Josaphat’s assured prose often pauses to linger on exquisite moments of awe that drive Nettie’s internal evolution. Under the lights of a party event, she thinks, “everyone seemed more brilliant, more resplendent, like a gathering of gods by the hundreds”; later, Melvin’s “brown skin was almost lit from the inside, splendid, like smoked quartz.” In the opening scene, both Melvin’s shotgun and his imperturbable cool shake her out of her fantasies of nonviolence. “It was as if she’d been asleep her whole life and awakened tonight to the fact that the entire country was quickly tipping over,” Josaphat writes. “It was becoming clear that marching and sitting in were not enough.”
This episode kicks off a propulsive plot that asks tough questions about the sidelining of Black women in the hypermasculine world of social justice. When a different male party leader behaves aggressively toward Clia, Nettie tries to embolden her: “You don’t have to put up with it,” she says. “You are not a thing God made to satisfy a man’s hunger.”
But Nettie frustratingly fails to heed her own advice when it comes to her growing fascination with Melvin, who brings her along to weapons pickups and target practice but who can be belittling, unreliable and even cruel. Meanwhile, grieving her father while living in California with her aunt, Nettie battles her feelings of dislocation with the help of Clia’s friendship — though Clia wants it to be something more.
As these relationships and the movement progress, the three revolutionaries offer divergent paths to self-determination. As her boss’s harassment worsens, Clia, a party faithful, daydreams about an alternative version of freedom on a friend’s orange grove in Florida. Melvin remains dedicated to the cause: “Until the pigs decide to put their guns down,” he says, “I have no reason to put mine down.” Nettie wants to save lives the way her father did and follow her aunt’s advice to finish her studies.
The novel occasionally falters as the urgency of the historical moment sometimes eclipses the romance, and the very real political violence leaves less space to root for love.
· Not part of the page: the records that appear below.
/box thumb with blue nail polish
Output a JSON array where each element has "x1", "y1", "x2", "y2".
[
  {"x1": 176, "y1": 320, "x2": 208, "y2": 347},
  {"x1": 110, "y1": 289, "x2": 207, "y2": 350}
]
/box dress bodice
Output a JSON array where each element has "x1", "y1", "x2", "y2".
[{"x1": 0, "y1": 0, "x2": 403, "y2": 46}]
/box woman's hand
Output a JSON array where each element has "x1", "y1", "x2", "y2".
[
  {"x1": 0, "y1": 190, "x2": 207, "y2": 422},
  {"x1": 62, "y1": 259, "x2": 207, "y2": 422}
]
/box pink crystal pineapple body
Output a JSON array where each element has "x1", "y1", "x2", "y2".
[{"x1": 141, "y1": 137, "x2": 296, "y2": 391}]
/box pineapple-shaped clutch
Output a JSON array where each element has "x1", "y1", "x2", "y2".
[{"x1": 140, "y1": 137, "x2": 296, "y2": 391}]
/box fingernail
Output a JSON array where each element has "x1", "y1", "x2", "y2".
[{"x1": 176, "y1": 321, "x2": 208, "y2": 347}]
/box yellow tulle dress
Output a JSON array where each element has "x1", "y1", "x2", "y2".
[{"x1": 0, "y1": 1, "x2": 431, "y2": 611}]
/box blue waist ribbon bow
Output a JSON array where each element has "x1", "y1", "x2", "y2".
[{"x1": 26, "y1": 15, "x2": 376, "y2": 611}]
Still, when Melvin finally admits his feelings for Nettie, the pages practically turn themselves.
As traitors, phone taps and assassinations further complicate Nettie’s feelings for Melvin and Clia, Nettie must ask herself whether “having a common sense of purpose,” in a relationship, truly “makes you stronger,” as a fellow activist suggests.
With a poet’s lyrical flair, Josaphat delivers a novel for our times, exploring how individuals in an unjust society can manage both political upheaval and meaningful personal connection, both oppression and intimacy.